2002: In the Goodwin v the United Kingdom case, judges ruled that the UK Government should accommodate the needs of trans people by issuing new birth certificates and permitting marriage to someone of the opposite gender.
2005: Section 146 of the Criminal Justice Act 2003 empowers UK courts to impose tougher sentences for offences aggravated or motivated by the victim’s sexual orientation, or their presumed sexual orientation.
2006:The Equality Act 2006 makes discrimination against lesbians and gay men in the provision of goods and services illegal.
2007: Discrimination on the basis of sexual orientation is banned
2007: Law changes in Scotland give same-sex couples equality in adoption and fostering.
2016: The Isle of Man legalises same-sex marriage.
2017: The UK Government issues a posthumous pardon to all gay and bi men who were convicted under pernicious sexual offences laws in the last century, which enabled police to criminalise them for being gay or bi.
2017: Amendments made to the Children and Social Work Bill, which makes relationships and sex education (RSE) mandatory in all schools in England and Wales from 2019.
2019: The World Health Organisation no longer categorises being transgender as a ‘mental disorder’.
The LGBTQ community still continues to fight for greater equality and social acceptance.
LGBTQ Legal Rights: The Situation Now
In July 2017, the UK government announced that they would conduct a review of the Gender Recognition Act 2004. This review aims to make the process much more straightforward and less reliant on medical examinations. This process would allow people to self-declare their gender (already in place in countries, such as Pakistan).
The current process forces trans people to undergo a series of intrusive medical assessments and interviews with psychiatrists in order to ‘prove’ their gender identity.

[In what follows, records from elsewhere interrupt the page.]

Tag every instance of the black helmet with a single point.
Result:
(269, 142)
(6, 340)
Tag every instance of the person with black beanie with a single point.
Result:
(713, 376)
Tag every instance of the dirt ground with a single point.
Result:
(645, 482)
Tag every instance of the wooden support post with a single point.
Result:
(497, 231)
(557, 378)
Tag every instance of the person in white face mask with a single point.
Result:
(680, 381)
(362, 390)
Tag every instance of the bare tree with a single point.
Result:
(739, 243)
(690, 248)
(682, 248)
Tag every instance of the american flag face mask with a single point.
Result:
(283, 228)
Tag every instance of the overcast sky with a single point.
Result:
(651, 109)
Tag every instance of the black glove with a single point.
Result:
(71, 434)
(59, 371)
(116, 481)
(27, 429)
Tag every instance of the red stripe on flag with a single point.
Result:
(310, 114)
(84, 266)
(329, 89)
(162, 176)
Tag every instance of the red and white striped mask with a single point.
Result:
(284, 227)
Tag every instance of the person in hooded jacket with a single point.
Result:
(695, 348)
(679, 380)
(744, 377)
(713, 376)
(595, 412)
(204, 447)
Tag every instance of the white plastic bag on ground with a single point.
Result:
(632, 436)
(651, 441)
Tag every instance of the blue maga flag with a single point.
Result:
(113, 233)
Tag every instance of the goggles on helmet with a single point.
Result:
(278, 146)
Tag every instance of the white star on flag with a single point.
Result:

In order for trans people to have their gender formally recognised in the form of a Gender Recognition Certificate (GRC), they have to follow a lengthy and costly procedure. To undertake this, they are required to:
Have a formal psychiatric diagnosis of ‘gender dysphoria’

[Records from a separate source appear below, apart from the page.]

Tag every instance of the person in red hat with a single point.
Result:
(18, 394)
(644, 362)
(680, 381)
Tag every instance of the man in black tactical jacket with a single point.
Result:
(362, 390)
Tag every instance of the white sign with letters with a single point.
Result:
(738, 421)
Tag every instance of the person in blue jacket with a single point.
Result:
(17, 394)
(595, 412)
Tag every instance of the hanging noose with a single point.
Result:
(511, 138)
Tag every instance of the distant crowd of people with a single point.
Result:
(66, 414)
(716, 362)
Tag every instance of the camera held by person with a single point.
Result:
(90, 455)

Live in their ‘acquired gender’ for two years
Provide supporting evidence to a gender recognition panel
Pay the £140 fee (not including extra fees for evidence from doctors)
Give proof of intention to continue living in their ‘acquired gender’ forever
This panel ultimately have the power to approve or deny their application. As well as this, the current process gives spouses of transgender individuals the power to veto the GRC (or otherwise delay its issue) – known as the ‘spousal veto’. This also means spouses can end a marriage or partnership over the legal gender change.

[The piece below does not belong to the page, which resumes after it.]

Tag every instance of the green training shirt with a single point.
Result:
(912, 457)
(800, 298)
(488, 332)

They argue that it is important that the updated legislation recognises non-binary and intersex identities and gives trans people the right to self-determination through a simple administrative process.
The UK Government consultation on the Gender Recognition Act closed on 22nd October 2018, following a testimonial gathering period of 16 weeks. Stonewall reported that tens of thousands of people took the opportunity to improve trans rights by having their say on how the GRA should be reformed.
This review is due to take place imminently and it is hoped that it will result in transgender and gender-nonconforming people getting the legal recognition that they deserve.
LGBTQ Legal Rights: What’s Next?
A lot has changed in regards to the legal rights of LGBTQ individuals over the last few decades. In 2017, gay rights campaigner Peter Tatchell spoke to the BBC, saying: “We have made fantastic progress. Compared to two decades ago, Britain is almost a different country. All the main anti-gay laws have been abolished. We are now one of the best countries in the world for gay equality.
“Public attitudes are much more supportive, although there are still families who reject their gay children. We still have too much homophobic hate crime, many kids are still bullied and a lot of schools don’t have an anti-bullying programme that specifically addresses anti-gay issues. There is big progress, but much more needs to be done.”
LGBTQ legal rights are heading in the right direction but Tatchell says: “We want to get to a situation where no one cares what sexuality you are; where we accept the person and their right to love whoever they wish – male, female, both or neither.”